EdX launches new high school initiative

In a new initiative for edX, last Tuesday, the online platform spearheaded by MIT and Harvard launched 26 new courses aimed at high school students, according to The Boston Globe.

The new subjects offered include English, computer science, algebra, calculus, and several Advanced Placement (AP) courses, such as AP Environmental Science and AP Biology. According to edX, fourteen institutions were involved in developing these courses, including MIT, Rice, the University of California Berkeley, Georgetown, and public high schools such as Weston Public High School.

As a MOOC provider founded by MIT and Harvard, edX previously offered courses geared primarily towards university-level students.
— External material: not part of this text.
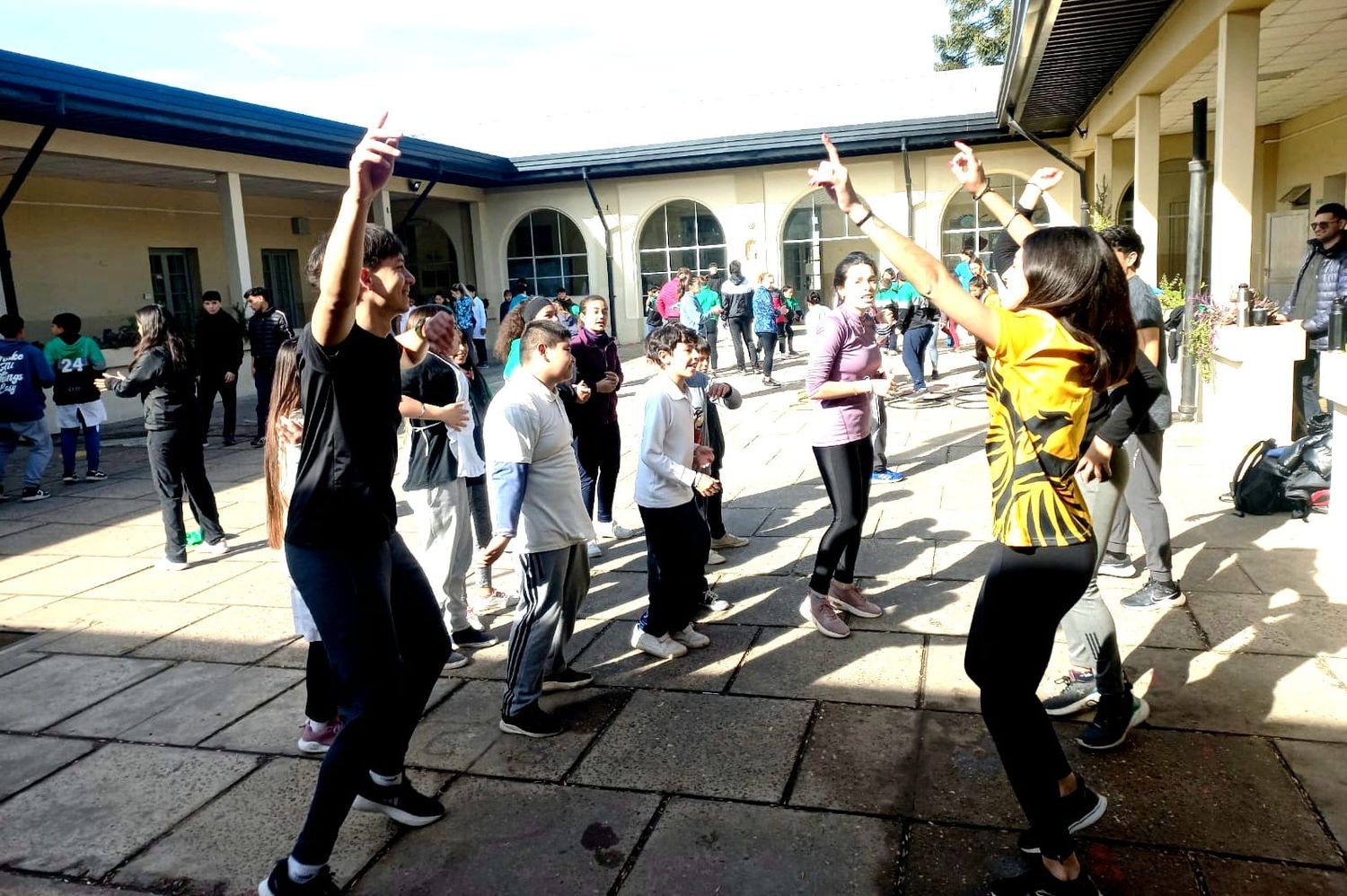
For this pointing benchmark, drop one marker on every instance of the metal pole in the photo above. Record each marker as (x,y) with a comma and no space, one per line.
(1198,169)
The new courses were partly prompted by a 2013 survey in which 90 percent of users displayed interest in entry-level college courses. The pivot was also motivated by the fact that 150,000 of the 3 million users on the edX platform are high-school students.

According to edX CEO Anant Agarwal, a professor in electrical engineering and computer science at MIT, the high school initiative will address the “gap between college eligibility and preparedness.”

The 26 courses were selected from a pool of 75 courses proposed by 22 institutions. Currently 22 high school courses are open, and the remaining four will open within the next few months.

All of the new courses are offered free of charge but require a fee to obtain a verified certificate. These verified certificates provide proof of the course completion for job and college applications.